Come a dire che il linguaggio è qui trattato oggettualmente come un medium analogico, possiede una superficie scabra da penetrare con il cuneo scavatorio di una diffrazione estetica che scardina qualsiasi resistenza referenziale del lettore.

 

[1] AA. VV., Poeti della lontananza, Marco Saya Edizioni 2014, introduzione ad Alessandro De Francesco, p. 129.

[2] Ibid., p. 130.

 

 

Alessandro De Francesco (Pisa, 1981) è poeta, artista e saggista.

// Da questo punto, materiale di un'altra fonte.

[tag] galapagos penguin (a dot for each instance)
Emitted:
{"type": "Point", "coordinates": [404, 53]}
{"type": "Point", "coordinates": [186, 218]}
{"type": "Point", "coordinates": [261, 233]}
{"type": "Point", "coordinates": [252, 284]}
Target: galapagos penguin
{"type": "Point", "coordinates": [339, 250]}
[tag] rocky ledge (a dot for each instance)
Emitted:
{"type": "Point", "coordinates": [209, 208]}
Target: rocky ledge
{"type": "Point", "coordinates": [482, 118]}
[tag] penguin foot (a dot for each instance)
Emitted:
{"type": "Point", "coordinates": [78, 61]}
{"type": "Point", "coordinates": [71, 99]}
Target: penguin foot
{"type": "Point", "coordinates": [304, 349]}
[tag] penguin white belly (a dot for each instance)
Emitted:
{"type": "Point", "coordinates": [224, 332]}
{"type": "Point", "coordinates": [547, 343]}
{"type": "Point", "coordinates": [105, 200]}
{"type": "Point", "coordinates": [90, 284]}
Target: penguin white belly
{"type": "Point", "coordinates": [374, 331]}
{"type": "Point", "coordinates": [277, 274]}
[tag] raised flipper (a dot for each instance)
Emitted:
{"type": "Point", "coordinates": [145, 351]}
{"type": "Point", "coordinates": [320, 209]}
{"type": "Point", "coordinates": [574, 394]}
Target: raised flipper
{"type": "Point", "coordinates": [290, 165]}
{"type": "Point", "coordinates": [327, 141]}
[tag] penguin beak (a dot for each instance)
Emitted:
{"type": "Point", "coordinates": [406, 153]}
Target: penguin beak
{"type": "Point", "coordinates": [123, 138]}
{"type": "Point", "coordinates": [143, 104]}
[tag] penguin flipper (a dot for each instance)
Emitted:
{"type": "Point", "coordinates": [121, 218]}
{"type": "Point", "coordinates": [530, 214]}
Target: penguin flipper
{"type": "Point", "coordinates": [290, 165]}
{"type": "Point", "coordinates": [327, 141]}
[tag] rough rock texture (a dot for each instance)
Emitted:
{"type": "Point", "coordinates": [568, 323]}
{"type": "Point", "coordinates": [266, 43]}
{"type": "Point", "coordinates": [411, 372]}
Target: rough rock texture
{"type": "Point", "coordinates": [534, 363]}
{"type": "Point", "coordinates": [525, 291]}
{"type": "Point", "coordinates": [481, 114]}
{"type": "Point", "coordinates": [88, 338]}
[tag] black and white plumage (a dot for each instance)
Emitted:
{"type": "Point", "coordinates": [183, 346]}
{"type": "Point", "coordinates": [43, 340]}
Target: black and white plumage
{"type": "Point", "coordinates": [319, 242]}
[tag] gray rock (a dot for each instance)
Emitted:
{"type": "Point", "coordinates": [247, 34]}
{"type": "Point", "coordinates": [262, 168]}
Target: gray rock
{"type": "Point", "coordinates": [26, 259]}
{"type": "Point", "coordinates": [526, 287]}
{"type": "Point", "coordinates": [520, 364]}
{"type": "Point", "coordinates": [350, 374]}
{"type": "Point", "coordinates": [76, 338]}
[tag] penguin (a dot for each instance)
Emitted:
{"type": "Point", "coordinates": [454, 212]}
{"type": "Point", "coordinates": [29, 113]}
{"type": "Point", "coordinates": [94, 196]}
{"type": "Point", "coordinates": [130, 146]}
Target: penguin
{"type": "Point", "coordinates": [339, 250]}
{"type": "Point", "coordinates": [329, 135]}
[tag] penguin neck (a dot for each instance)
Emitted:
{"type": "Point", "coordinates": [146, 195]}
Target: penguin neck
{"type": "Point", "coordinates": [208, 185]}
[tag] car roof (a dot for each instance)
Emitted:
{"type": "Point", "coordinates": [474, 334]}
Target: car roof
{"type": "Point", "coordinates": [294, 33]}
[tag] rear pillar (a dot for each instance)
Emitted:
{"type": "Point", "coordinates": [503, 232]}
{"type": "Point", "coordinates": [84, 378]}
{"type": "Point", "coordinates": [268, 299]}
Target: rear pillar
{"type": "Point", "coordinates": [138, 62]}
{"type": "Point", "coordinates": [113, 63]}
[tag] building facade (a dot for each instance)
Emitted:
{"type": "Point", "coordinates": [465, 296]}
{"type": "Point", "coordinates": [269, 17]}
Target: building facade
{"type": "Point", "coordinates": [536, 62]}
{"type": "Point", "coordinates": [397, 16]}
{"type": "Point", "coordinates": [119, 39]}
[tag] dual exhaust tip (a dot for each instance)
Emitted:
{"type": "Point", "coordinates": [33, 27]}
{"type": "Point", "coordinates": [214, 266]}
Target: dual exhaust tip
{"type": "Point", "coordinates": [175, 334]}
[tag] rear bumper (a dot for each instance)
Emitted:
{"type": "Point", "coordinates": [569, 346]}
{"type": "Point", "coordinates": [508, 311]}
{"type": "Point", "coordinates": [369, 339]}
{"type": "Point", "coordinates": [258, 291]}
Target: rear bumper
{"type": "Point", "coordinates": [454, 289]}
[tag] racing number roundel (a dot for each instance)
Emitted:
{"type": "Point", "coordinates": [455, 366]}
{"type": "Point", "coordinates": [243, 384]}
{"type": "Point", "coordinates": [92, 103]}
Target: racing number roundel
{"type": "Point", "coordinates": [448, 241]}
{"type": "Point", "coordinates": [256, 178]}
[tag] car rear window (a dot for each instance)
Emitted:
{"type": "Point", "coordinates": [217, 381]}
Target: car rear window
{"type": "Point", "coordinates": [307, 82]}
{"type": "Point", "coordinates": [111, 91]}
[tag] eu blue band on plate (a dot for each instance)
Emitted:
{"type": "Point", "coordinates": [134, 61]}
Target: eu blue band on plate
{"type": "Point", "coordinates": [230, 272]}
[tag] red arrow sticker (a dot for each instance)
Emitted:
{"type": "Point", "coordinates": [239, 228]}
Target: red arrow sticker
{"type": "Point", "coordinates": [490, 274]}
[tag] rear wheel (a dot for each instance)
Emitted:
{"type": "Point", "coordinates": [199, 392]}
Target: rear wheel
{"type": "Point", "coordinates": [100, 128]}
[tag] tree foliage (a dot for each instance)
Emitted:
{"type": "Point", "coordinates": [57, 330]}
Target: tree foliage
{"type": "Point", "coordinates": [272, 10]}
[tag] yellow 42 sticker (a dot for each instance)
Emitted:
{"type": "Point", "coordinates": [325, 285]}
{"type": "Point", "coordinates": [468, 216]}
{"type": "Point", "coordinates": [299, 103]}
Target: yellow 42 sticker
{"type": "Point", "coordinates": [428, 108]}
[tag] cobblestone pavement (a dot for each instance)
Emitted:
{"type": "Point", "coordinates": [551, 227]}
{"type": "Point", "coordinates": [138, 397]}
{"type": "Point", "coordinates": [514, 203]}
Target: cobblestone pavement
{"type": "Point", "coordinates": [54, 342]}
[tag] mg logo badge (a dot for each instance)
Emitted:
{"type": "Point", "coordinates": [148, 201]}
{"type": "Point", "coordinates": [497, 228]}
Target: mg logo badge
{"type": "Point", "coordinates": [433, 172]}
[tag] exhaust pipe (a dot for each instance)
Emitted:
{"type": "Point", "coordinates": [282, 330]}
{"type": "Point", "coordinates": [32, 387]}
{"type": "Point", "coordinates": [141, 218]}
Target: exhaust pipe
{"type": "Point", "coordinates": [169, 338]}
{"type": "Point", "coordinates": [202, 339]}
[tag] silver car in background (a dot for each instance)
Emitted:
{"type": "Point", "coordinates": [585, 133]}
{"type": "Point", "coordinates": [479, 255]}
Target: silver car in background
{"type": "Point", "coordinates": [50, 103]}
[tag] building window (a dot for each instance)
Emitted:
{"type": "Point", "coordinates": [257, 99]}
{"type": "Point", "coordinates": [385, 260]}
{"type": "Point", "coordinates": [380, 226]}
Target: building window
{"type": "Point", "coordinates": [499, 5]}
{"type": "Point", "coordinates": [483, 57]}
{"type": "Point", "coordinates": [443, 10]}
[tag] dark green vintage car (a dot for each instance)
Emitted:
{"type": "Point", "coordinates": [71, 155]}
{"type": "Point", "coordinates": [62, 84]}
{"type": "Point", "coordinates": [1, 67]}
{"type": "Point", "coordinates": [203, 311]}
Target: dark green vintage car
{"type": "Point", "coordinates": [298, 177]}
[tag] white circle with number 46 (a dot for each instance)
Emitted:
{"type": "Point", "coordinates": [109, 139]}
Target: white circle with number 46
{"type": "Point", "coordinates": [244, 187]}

Ha pubblicato i libri: Pour une théorie non-dualiste de la poésie, Paris, Mix, 2021; (((, Osimo (AN), Arcipelago Itaca, 2020; Hephaestus Reloaded (con B. Antomarini, V. D’Amora, A. Berg e M. Manetas), New York, Punctum Books, 2019; La visione a distanza, Arcipelago Itaca, 2018; Three Poetic Engines, Mix & Le Fonds Belval, 2016; Remote Vision. Poetry 1999-2015, Punctum Books, 2016; Continuum. Essays on Poetry as Artistic Practice, Den Haag, Uitgeverij, 2015; La Vision à distance, Mix, 2015; Scrittura aumentata, Roma, La Camera Verde, 2013; Ridefinizione, La Camera Verde, 2011; Redéfinition, Mix, 2010; Lo spostamento degli oggetti, Verona, Cierre Grafica, 2008. Ha altresì pubblicato oltre cento contributi in riviste e antologie e la sua poesia è tradotta in inglese, francese, spagnolo, tedesco, olandese, svedese, giapponese e russo. È stato due volte vincitore della borsa per autori affermati del Centre national du livre di Parigi. Attivo anche come artista, ha realizzato varie mostre solo e collettive nonché performances e letture alla Casa delle Letterature di Roma, al Centre Pompidou, al Museo di Arte Moderna e Contemporanea di Strasburgo, alla Fondation Louis Vuitton, alla City University of New York, alla Kelly Writers’ House dell’University of Pennsylvania, alla Kunsthalle di Basilea, ecc. Nel 2013 ha conseguito un dottorato in Teoria della letteratura alla Sorbona e ha insegnato poesia in accademie d’arte e università, tra cui l’École Normale Supérieure di Parigi, l’European Graduate School a Saas-Fee, l’École de Recherche Graphique e l’Accademia nazionale di arti visive “La Cambre”, a Bruxelles. Attualmente insegna all’Accademia di arte & design di Basilea e l’Università delle Arti di Berna e vive a Basilea. Sito web: www.alessandrodefrancesco.net.